Spatial Pyramid Pooling in Deep Convolutional Networks for Visual Recognition, SPP-Net, Spatial Pyramid Pooling

Spatial Pyramid Pooling

Spatial Pyramid Pooling in Deep Convolutional Networks for Visual Recognition, SPP-Net, Spatial Pyramid Pooling

1. Relevant theories

   This blog post mainly explains the 2014 paper of the great god He Kaiming: "Spatial Pyramid Pooling in Deep Convolutional Networks for Visual Recognition". The main innovation of this paper is that it proposes spatial pyramid pooling. Paper home page: http://research.microsoft.com/en-us/um/people/kahe/eccv14sppnet/index.html   This algorithm is n times faster than the R-CNN algorithm.

    We know that in the existing CNN, for a network whose structure has been determined, a fixed-size image needs to be input, such as 224 224, 32 32, 96 96 , etc. In this way, when we want to detect pictures of various sizes, we need to go through a series of operations such as cropping or zooming, which will often reduce the accuracy of recognition and detection. Therefore, the paper proposed the "spatial pyramid pooling" method. This algorithm is awesome. The advantage is that the network we built can input pictures of any size without cropping and zooming operations. As long as you like, pictures of any size are fine. Not only that, after this algorithm is used, the accuracy will also be improved. In a word: awesome.

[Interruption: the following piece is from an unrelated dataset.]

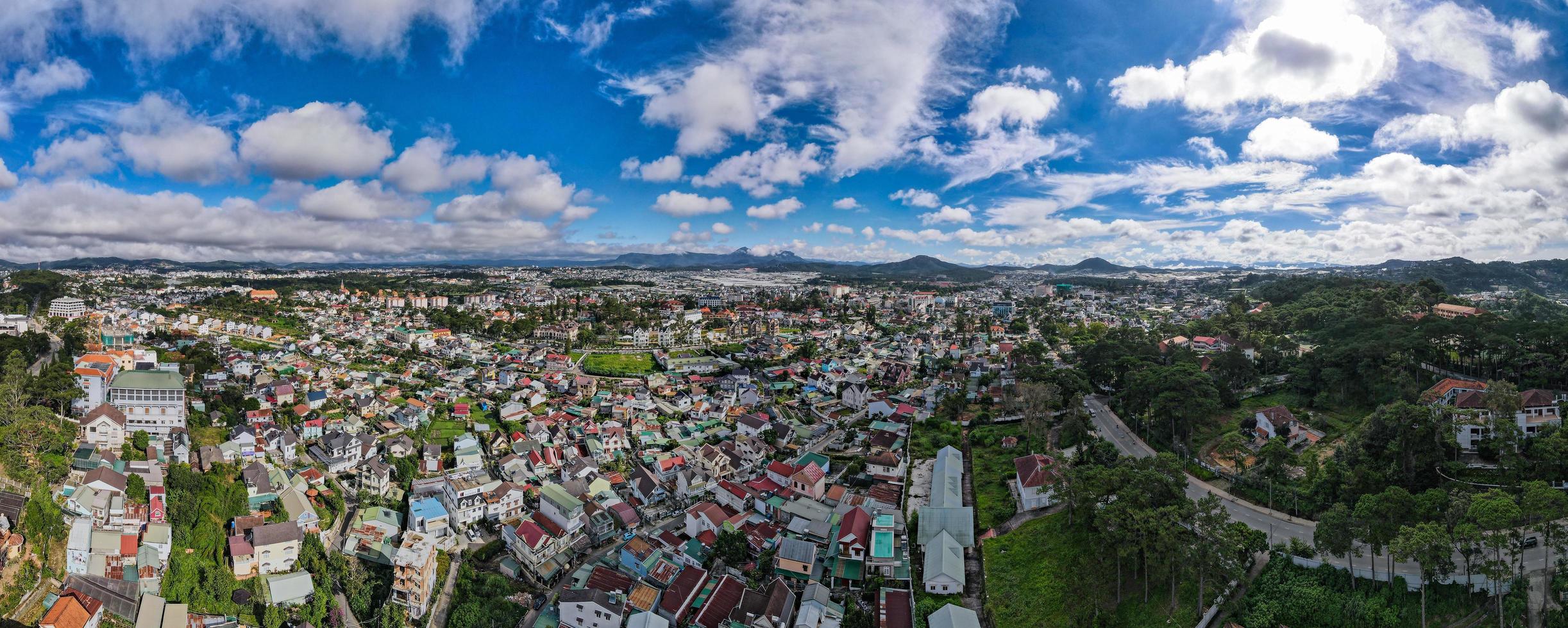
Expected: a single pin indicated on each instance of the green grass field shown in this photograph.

    Spatial pyramid pooling, also known as "SPP-Net", remember this name, because you will often encounter it in future foreign language literature, especially papers on object detection. This is like what: OverFeat, GoogleNet, R-CNN, AlexNet... For convenience, after learning this paper, you need to remember what SPP-Net is. Space Pyramid has seen this algorithm several times in the related literature of feature learning and feature expression.

   Since the previous CNN required input of a fixed-size image, we first need to know why CNN needs to input a fixed-size image? CNN generally consists of 3 parts, convolution, pooling, and full connection.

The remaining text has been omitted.